First-principles calculations

The electronic structures of a monolayer CrO were studied with the projector augmented wave method43,44 as implemented in the VASP package45,46. The Perdew-Burke-Ernzerhof exchange-correlation functional at the generalized gradient approximation level was adopted to describe the interaction between the ionic cores and the valence electrons47. For the electronic correlation in the d orbitals of Cr2+, we adopted the Hubbard U formalism. The kinetic energy cutoff of the plane-wave basis was set to 700 eV and a 20 × 20 × 1 was adopted for the k-point mesh.
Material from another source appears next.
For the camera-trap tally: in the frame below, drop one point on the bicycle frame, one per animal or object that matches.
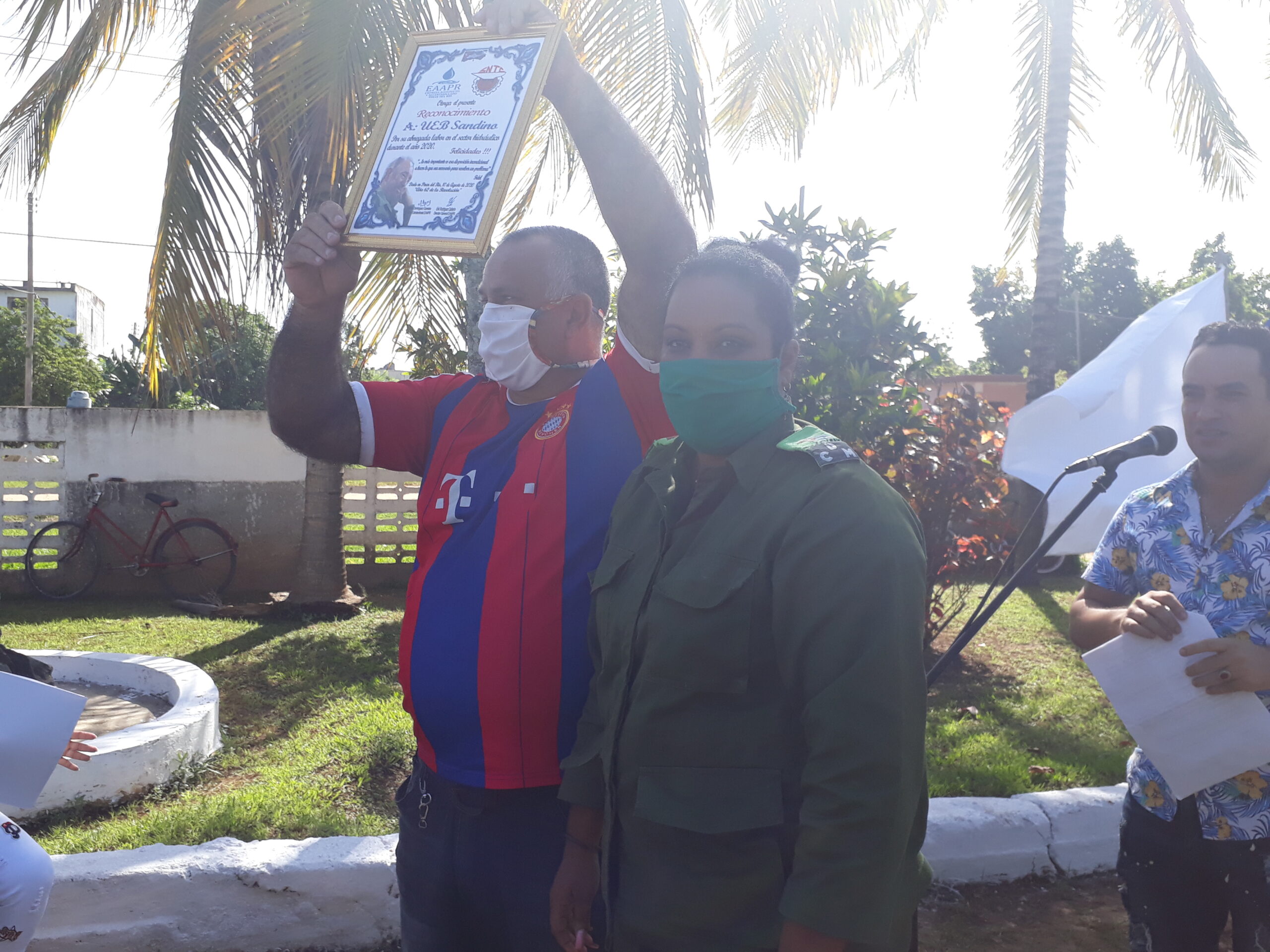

The Gaussian smearing method with a width of 0.01 eV was utilized for the Fermi surface broadening. Both cell parameters and internal atomic positions were fully relaxed until the forces on all atoms were smaller than 0.001 eV/Å. The calculated lattice parameters were 1.4 percent less than the previous values41. A 20 Å vacuum layer was used to avoid the residual interaction between adjacent layers. The Berry curvature of monolayer CrO was calculated by using the Wannier90 package48,49. The topological invariants of monolayer CrO were studied by WannierTools package50.